Visiblement, pendant cette enquête, les policiers ont pu compter sur la collaboration de plusieurs personnes qui ont observé les interventions de M. Côté. L'une d'elles dit avoir été témoin d'ingérence de la part de Marc-Yvan Côté.

Un autre collaborateur corrobore que le financement politique chez Roche était fait dans le but de bien positionner la firme pour les contrats de gré à gré et pour permettre à cette dernière d'être invitée à honorer des contrats d'une valeur de 25 000 $ à 100 000 $. Il ajoute avoir été témoin que Marc-Yvan Côté autorisait de fausses factures. Celles-ci servaient à obtenir de l'argent comptant.

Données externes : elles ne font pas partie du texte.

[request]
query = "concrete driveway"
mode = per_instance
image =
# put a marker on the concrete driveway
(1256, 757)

La firme de génie-conseil a également, selon les documents judiciaires, utilisé des prête-noms pour faire des contributions politiques, remboursant certains dirigeants ou employés par des comptes de dépenses ou des primes.

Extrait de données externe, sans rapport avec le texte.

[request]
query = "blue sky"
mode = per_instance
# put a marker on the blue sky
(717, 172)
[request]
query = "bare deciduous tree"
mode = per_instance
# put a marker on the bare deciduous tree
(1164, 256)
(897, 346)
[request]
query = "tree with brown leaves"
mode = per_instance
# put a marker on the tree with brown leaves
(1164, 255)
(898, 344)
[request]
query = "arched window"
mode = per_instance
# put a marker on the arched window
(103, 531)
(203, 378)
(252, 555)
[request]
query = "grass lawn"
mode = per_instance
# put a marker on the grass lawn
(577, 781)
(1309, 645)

Le document établit le profil de 17 sujets qui sont la cible de l'enquête, mais seulement trois d'entre eux sont dévoilés : la firme de génie-conseil Roche, la société SST Cabinet Conseil Inc., une société de portefeuilles dont Marc-Yvan Côté est le premier actionnaire et le président, et Marc-Yvan Côté lui-même. L'identité des 14 autres sujets est caviardée.

Grâce à toutes ces données, les enquêteurs ont obtenu un mandat de perquisition pour tenter de mettre la main sur des documents comme des contrats de travail liant Marc-Yvan Côté à la firme Roche, des descriptions de tâches, des preuves de rémunération, de comptes de dépenses et de frais de représentation, des listes de clients, des offres de service, des agendas, des calendriers, des notes manuscrites.

L'UPAC enquête sur des crimes de fraude envers le gouvernement, de trafic d'influence, de complot ainsi que de contribution illégale à une caisse électorale et vise une longue période allant jusqu'à 2012. Aucune accusation n'a encore été portée dans ce dossier ni dans aucun des trois autres dossiers ayant mené à des perquisitions au siège social du Parti libéral du Québec le 9 juillet dernier, dans les entreprises reliées à Marc Bibeau le 14 novembre 2013 et à la firme Roche à Québec le 29 janvier 2014.